この2週間が2年ぐらい経ったかのように長い。
咲輝のいない生活って、こんなにつまらないものだったのかと改めて思った。
朝起きて、教室に行くのがだるい。
今日はずっとこのまま寮にいようかって毎日思う。
それは、俺が弱いから。
体も、心も弱い。
体調が良ければ授業に出ないと。
今まで咲輝がいるから頑張ってこれたのに。
嫌な環境になっちまったな…
その環境を作ったのは俺だけど。
寮の自分の部屋のドアを開けて、教室へと向かおうとした。
一歩踏み出したドアの目の前に、立っていた人物―…
「咲、輝…!」
「おはよう緋禄。話がある」
咲輝はそのまま俺の部屋に上がり込み、俺の腕を掴んで部屋の鍵を閉めた。
「おい、待てよ。遅刻す…」
「話があるんだ緋禄」
咲輝の目線が怖かった。
こんなに威圧的な咲輝はなかったから。
だから、俺は黙って俯いた。
「お前が俺を避ける理由はなんだ?」
きた。
この言葉が来ると思った。
「…避けてない」
「嘘をつくな」
寺伝にバレてるぐらいだ、咲輝にもバレてるのは分かる。
怒ってるのかな?
俺がキスなんてしたから。
「俺があのゲームに参加すれば、お前は普通に戻るのか?」
「ゲームって…」
「『恋人ごっこ』だろ?」
思い出を、作りたい。
俺もお前も忘れない思い出を。
だから、嫌になればリセットして忘れればいい。
リセットすれば―…
俺には時間が無いんだ。
「そうだよ。ゲームがしたいんだよ俺は」
ずっとお前といたいから、ゲームをしたい。
お前の記憶に残りたい。
「気持ち悪いだろ、こんなゲーム」
咲輝に嫌われたくない。
今まで通りで構わない。
思い出になりたい。
矛盾だらけで苦しい。
「!?」
俺の顔を持ち上げて、咲輝は俺にキスをした。
「俺は嫌だとは言ってないだろ。なんで避けるんだ。
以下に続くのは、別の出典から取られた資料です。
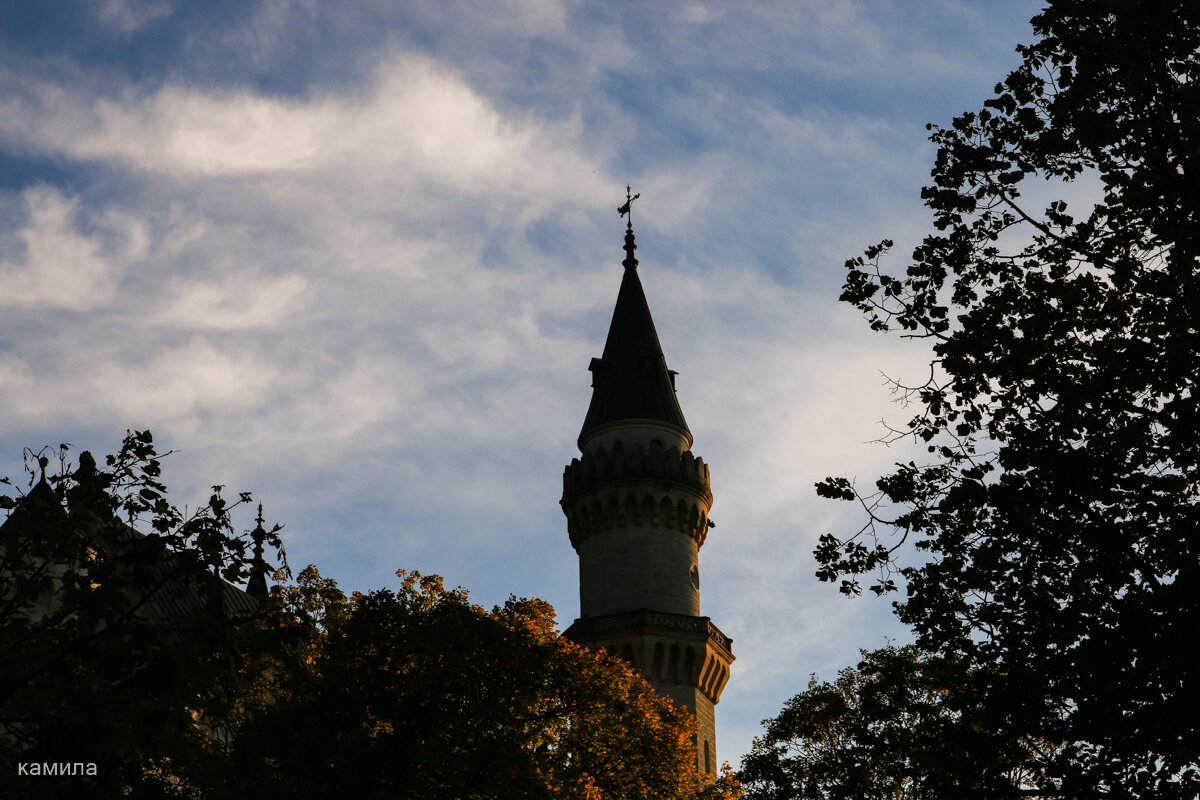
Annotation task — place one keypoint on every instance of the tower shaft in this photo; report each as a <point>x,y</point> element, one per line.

返事も聞かないで」
咲輝は少し怒りながらも優しく俺を見つめる。
それは、俺が親友だから参加するのか?
それとも、恋愛感情があるのか?
それは聞かなかった。
大事なのは、
俺がお前を好きで、お前が俺を好きかどうかはいいから。
時間の無い俺の、最期のワガママ。
ありがとう、咲輝。
俺はひとつ咲輝を挑発してみた。
「恋人ってのは抱き合うもんだぜ?」
そう言うと、咲輝はしばらく無言になった。
真面目な咲輝がそんなことするわけないか、と思った瞬間―…
咲輝が俺を押し倒した。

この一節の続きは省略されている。